Copyright Claims Against Envato/Audio Jungle Licensed Music

I use a song that I bought a license to and downloaded from Audio Jungle last year. It is my primary theme for a YouTube series that I do. Twice now someone has filed a copyright claim against me for that song. The video/person who filed the claim very clearly just downloaded the song as well, dubbed their own terrible lyrics over it, and posted it on YouTube claiming the copyright on it. I cannot seem to find how to report THEM for copyright infringement. If Audio Jungle holds the rights to the song this person should absolutely not be able to file copyright claims on YouTube for said song. All of his videos are just him dubbed over other people’s music, so I’m sure he’s doing this with other people’s content and it must be stopped.

Hello,

You need to contact the author(s) to let them know someone is usurping their copyrights. Unfortunately, authors who chose not (or were not able to, due to abusive policies) to protect their rights by registering their music with AdRev are potential victims to such abuses.

Such situations may become nightmares for authors and buyers alike.

2 Likes

I submitted a notice to AudioJungle and to the author of the song.
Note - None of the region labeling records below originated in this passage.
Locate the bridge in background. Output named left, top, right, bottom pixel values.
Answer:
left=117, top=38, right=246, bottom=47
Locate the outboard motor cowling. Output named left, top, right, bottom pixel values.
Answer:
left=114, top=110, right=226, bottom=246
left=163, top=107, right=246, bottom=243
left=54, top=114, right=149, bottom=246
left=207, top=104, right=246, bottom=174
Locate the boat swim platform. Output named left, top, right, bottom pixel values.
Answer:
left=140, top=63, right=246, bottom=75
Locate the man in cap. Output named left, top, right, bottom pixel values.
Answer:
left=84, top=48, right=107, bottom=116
The guy claiming the copyright even commented on the song on here with a link to the video!

AdRev is a sore subject for me. They are such abusive scam artists. I’ve had them claim copyright on my most popular video (2.5 million views) that HAS NO MUSIC ON IT. It was an older video so I’m sure someone thought “They won’t notice if we claim copyright and collect their ad revenue.” It is a disgusting business practice.
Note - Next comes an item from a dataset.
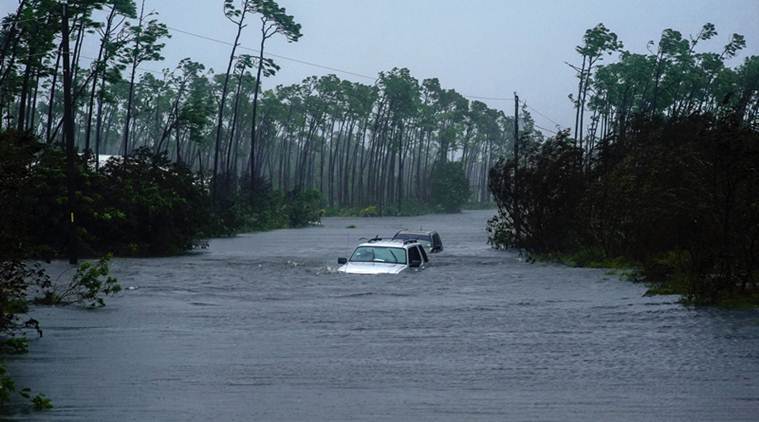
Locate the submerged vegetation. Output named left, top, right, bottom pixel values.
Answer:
left=489, top=24, right=759, bottom=304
It sounds like the claimant is more someone who doesn’t know what they’re doing rather than a con man. Hopefully this particular occurrence will resolve swiftly.

FYI, AdRev are not scam artists, they are a legitimate business helping authors protect their assets. In any case, they do not make the claims themselves, Youtube does. AdRev merely provides the content to be fingerprinted, Youtube then does the matching and claim issuing. So if your video had no copyrighted material (audio or visuals) and still generated a claim, then Youtube messed up, not AdRev.
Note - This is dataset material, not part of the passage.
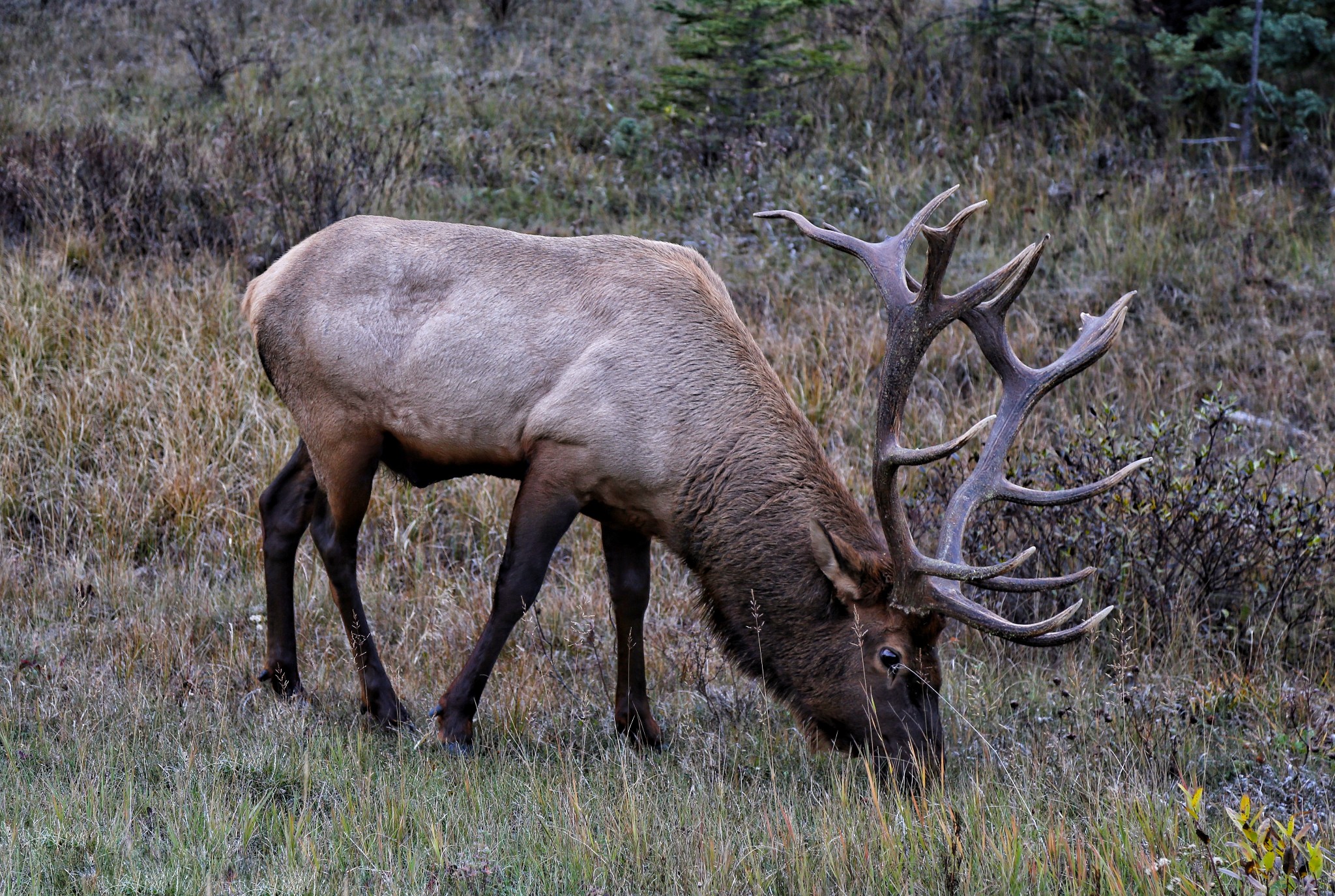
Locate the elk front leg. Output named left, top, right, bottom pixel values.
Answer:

Thanks. I’m just displacing anger. YouTube is not setup well for the side of those being claimed against. At least I think. I cannot figure out how to submit a report that this person doesn’t hold the Copyright for the song. This isn’t the first time I’ve run into such issues with their system. But that’s YouTube.

You have two options:

You can open a dispute by clicking the dispute link on the copyright claim page, directly through the Youtube interface. Youtube will pass a judgment and either appeal or maintain the claim, after reviewing your dispute. This may take several days, and you already have your own experience with Youtube system.

The second and quicker option is to go directly to the third party making the claim. If it’s AdRev you can go to this page and provide your license certificate and explain the claimant doesn’t have any rights on the music. This may take only a few hours.